PID control is the most widely used regulator control law in engineering practice. It has the advantages of simple structure, good stability, reliable work and easy adjustment. However, in the actual online debugging, it is necessary to follow certain rules and master certain debugging skills in order to adjust the control system to the best effect quickly and well. The temperature control system has the characteristics of non-linear, time-varying and hysteresis, and the circulating water in the boiler water temperature control system is also a strong interference, which increases the complexity of the system control, the conventional PID control effect is not ideal, and the fuzzy PID parameter self-tuning The control algorithm can obviously improve the nonlinearity, time-varying and large-delay in the temperature system, and it also has good ability to suppress words and phrases.
Basic theory of PID control
Teaching PID parameter adjustment experimental device research The majority of automatic control devices used in the automatic control system of the current production process, although their structure is different, but they have the control law is proportional, integral and differential law (ie PID control Law), the enemy called PID controller. During the development of automatic control of the production process, the PID controller is the oldest and most vital basic control device. The PID controller has the following advantages:
(1) The principle is simple and the application is convenient.

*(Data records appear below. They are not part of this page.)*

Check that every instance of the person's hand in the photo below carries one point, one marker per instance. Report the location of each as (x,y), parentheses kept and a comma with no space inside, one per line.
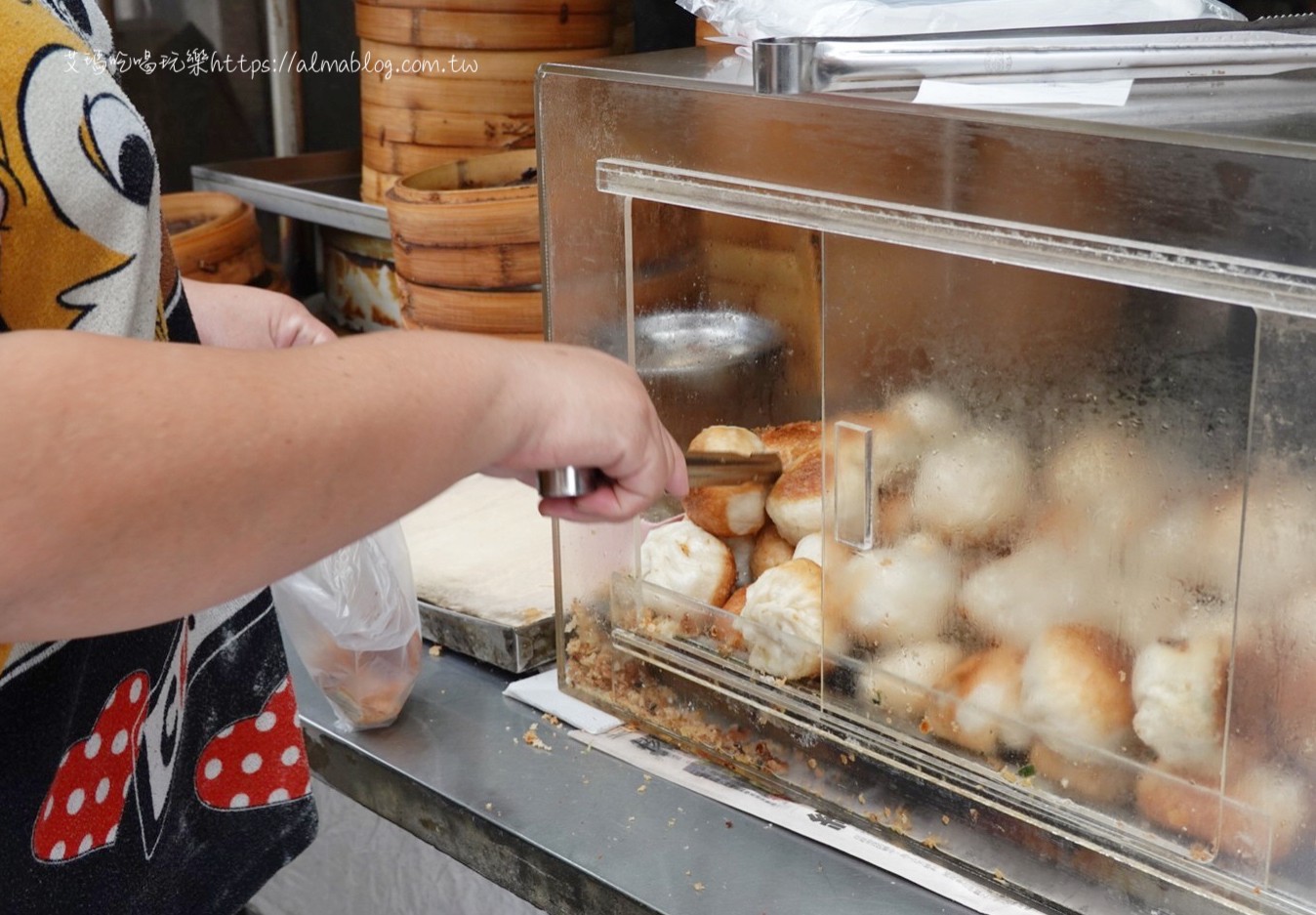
(586,408)
(250,317)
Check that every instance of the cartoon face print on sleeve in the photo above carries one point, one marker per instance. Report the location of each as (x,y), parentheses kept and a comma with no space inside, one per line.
(80,240)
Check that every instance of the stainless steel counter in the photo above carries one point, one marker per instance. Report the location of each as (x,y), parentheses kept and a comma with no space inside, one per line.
(569,830)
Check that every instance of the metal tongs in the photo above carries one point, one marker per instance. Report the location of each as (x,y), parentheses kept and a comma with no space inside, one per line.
(703,468)
(1186,49)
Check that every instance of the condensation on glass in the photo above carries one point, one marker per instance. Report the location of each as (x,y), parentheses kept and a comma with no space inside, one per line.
(1036,593)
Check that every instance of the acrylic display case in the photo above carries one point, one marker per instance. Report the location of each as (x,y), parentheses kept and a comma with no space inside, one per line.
(1036,592)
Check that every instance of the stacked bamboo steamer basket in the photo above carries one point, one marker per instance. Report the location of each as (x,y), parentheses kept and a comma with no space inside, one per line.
(216,238)
(466,245)
(473,94)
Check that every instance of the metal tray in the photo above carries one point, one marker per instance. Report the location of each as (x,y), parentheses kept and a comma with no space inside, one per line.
(322,188)
(518,649)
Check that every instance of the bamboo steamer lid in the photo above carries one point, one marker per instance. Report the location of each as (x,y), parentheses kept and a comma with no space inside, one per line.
(483,30)
(396,158)
(486,200)
(482,267)
(438,128)
(466,64)
(412,324)
(458,94)
(215,236)
(475,311)
(553,7)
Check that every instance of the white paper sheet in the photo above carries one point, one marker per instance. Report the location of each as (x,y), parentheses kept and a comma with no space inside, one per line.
(1112,93)
(543,692)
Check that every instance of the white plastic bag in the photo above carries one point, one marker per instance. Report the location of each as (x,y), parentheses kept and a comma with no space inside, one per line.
(746,20)
(354,622)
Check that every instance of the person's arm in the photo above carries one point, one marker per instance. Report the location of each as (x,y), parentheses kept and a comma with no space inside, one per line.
(248,317)
(144,480)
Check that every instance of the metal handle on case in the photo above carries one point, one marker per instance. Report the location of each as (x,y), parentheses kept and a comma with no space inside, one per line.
(567,482)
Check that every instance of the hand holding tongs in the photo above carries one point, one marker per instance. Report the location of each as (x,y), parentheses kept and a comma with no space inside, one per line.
(1144,50)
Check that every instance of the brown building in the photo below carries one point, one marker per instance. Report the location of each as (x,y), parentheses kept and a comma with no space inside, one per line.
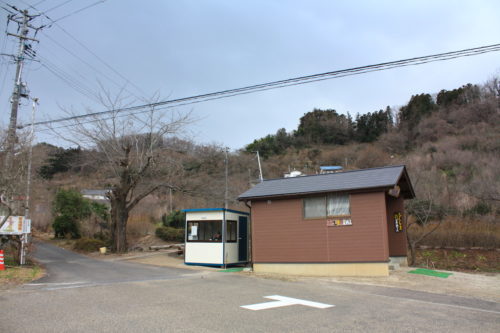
(344,223)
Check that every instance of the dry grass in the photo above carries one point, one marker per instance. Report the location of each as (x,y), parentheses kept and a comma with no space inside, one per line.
(461,233)
(14,275)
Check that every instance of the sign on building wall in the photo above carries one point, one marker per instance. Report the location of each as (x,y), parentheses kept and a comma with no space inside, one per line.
(15,225)
(338,222)
(398,222)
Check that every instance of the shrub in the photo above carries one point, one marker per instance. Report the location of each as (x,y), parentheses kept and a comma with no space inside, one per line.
(170,234)
(65,226)
(89,244)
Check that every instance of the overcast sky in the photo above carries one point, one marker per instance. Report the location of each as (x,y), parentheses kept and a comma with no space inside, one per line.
(184,48)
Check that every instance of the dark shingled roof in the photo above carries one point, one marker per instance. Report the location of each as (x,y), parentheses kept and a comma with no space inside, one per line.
(385,177)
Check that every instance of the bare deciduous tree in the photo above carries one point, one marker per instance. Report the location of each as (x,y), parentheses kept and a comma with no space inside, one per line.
(129,149)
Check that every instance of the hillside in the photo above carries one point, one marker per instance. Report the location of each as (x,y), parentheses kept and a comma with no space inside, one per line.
(449,141)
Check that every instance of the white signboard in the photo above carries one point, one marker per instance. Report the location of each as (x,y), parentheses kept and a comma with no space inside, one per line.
(15,225)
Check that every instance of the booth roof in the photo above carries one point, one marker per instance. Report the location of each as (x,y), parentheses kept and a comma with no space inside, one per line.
(214,210)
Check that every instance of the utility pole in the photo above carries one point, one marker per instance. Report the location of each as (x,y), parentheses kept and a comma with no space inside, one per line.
(260,167)
(19,88)
(226,162)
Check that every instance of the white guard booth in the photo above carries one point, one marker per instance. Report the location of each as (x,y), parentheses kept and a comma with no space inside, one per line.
(207,245)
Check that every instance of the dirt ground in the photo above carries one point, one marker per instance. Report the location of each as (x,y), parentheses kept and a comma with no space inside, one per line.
(15,275)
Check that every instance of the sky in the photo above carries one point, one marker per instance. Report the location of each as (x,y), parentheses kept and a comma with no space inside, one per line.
(184,48)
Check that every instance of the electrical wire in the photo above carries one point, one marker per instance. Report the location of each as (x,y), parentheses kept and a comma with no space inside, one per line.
(69,79)
(84,61)
(284,83)
(55,7)
(127,81)
(78,11)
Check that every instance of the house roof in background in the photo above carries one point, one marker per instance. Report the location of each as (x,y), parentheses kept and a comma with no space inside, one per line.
(94,192)
(384,177)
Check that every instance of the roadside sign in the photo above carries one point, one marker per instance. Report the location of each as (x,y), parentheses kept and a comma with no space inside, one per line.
(15,225)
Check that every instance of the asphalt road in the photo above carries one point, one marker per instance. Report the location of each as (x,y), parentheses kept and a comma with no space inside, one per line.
(86,295)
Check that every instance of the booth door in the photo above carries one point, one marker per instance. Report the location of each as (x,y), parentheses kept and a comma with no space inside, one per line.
(242,238)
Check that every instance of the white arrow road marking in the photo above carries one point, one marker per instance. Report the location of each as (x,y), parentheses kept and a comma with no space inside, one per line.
(285,301)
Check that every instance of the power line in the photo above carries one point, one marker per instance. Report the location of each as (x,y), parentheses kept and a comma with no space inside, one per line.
(54,22)
(288,82)
(78,10)
(55,7)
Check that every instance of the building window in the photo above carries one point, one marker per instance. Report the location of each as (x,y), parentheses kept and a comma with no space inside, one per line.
(338,205)
(314,207)
(331,205)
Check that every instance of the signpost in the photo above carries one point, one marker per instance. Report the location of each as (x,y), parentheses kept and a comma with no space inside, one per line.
(17,226)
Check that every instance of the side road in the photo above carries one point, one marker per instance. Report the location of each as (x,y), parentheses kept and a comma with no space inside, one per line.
(66,268)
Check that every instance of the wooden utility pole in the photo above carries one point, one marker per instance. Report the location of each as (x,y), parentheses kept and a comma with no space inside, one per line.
(19,89)
(226,162)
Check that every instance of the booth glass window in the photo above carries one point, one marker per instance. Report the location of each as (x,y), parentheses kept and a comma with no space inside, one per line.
(231,232)
(331,205)
(204,231)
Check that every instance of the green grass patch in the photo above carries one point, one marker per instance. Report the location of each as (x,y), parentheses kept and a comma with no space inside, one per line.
(430,272)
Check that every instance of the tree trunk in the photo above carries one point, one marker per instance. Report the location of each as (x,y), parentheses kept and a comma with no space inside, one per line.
(119,218)
(412,249)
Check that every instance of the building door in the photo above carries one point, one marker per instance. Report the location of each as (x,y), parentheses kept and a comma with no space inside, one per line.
(242,238)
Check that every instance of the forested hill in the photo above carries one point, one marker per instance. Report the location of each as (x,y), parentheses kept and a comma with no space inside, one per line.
(450,143)
(423,119)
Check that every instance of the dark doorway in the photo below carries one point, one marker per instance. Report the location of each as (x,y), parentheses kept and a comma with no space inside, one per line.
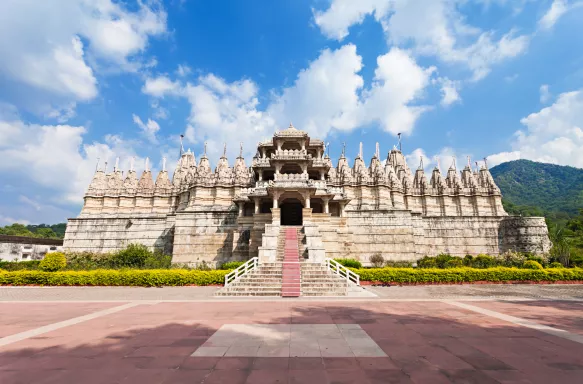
(291,212)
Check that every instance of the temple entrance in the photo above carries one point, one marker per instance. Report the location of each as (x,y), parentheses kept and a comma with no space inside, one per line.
(291,212)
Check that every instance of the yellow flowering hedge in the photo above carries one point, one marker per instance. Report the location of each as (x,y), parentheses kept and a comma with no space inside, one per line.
(111,277)
(467,275)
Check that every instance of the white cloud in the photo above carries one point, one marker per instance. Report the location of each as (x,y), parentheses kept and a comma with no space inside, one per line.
(149,129)
(183,70)
(431,27)
(557,9)
(545,95)
(327,95)
(45,45)
(552,135)
(160,86)
(55,156)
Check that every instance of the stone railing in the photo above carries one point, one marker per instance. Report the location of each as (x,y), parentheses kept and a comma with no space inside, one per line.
(292,154)
(260,162)
(291,176)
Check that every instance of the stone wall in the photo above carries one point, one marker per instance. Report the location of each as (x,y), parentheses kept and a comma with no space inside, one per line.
(106,234)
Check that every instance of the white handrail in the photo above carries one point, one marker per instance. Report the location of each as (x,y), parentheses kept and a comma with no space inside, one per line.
(241,271)
(342,271)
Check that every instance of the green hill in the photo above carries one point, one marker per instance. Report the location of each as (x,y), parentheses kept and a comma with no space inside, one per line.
(532,188)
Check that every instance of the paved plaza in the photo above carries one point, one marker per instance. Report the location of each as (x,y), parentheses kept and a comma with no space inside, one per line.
(492,334)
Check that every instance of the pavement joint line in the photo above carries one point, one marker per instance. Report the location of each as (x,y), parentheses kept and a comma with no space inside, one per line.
(65,323)
(520,321)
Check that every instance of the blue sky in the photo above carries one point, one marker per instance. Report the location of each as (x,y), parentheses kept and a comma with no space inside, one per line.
(88,79)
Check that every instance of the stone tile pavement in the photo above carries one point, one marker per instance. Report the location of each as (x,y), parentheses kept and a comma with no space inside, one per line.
(290,342)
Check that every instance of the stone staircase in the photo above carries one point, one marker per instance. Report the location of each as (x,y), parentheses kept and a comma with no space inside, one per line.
(290,275)
(291,272)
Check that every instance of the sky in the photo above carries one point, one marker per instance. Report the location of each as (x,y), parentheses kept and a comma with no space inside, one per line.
(84,82)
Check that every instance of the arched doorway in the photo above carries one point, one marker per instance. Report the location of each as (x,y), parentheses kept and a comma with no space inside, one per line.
(291,212)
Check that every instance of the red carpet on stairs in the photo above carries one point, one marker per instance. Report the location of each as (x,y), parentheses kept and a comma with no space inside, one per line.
(291,265)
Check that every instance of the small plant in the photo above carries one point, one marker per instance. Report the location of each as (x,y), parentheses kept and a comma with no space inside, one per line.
(232,265)
(52,262)
(483,261)
(349,263)
(427,262)
(456,262)
(531,264)
(377,260)
(555,264)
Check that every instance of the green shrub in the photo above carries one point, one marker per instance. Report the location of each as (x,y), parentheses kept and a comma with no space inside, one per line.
(467,275)
(19,265)
(133,256)
(538,259)
(531,264)
(232,265)
(456,262)
(483,261)
(109,277)
(53,262)
(377,260)
(398,264)
(427,262)
(349,263)
(511,259)
(555,264)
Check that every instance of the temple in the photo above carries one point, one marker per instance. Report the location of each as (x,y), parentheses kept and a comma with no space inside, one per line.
(236,213)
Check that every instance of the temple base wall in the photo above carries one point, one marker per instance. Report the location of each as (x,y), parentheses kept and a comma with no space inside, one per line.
(218,236)
(111,233)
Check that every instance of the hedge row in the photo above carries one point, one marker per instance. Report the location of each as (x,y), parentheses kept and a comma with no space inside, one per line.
(130,277)
(467,275)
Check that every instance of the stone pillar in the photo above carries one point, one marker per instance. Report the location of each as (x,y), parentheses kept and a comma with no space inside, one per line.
(257,202)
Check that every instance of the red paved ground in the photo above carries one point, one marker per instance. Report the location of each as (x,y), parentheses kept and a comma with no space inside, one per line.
(565,315)
(426,342)
(18,317)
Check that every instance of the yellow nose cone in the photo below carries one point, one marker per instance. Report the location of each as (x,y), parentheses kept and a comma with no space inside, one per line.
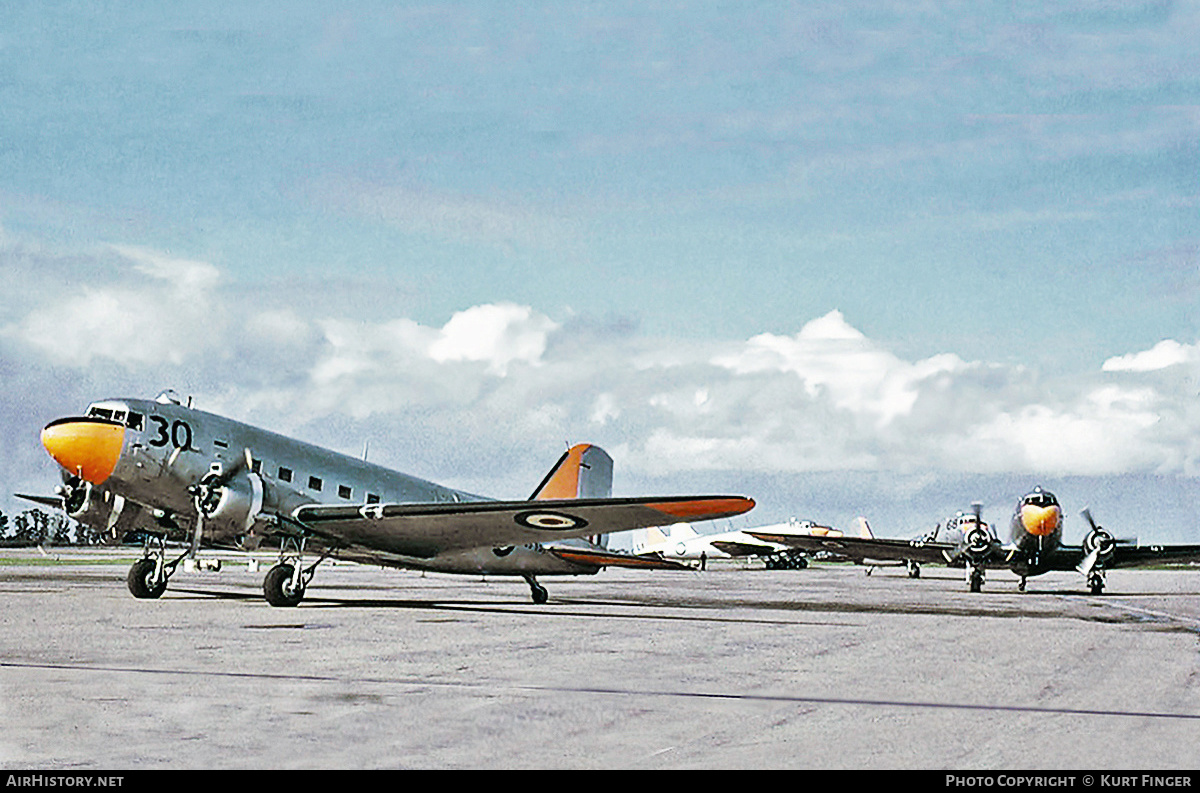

(2) strong adaptability. Has been widely used in electric power, machinery, chemical industry, thermal industry, metallurgy, building materials and oil and other production sectors.é…ƒ is the computer control system of the process of the most salary development at present, and its basic control law is still PID control law.
(3) Robustness. That is, its control quality is insensitive to changes in the characteristics of the controlled object. When most controlled objects are disturbed by the outside world, especially when the external load changes, the dynamic characteristics of the controlled object tend to change greatly. In order to meet the required control performance, it is necessary to constantly change the parameters of the controller. It is very troublesome.
If the controller is robust, there is no need to change the controller's parameters frequently.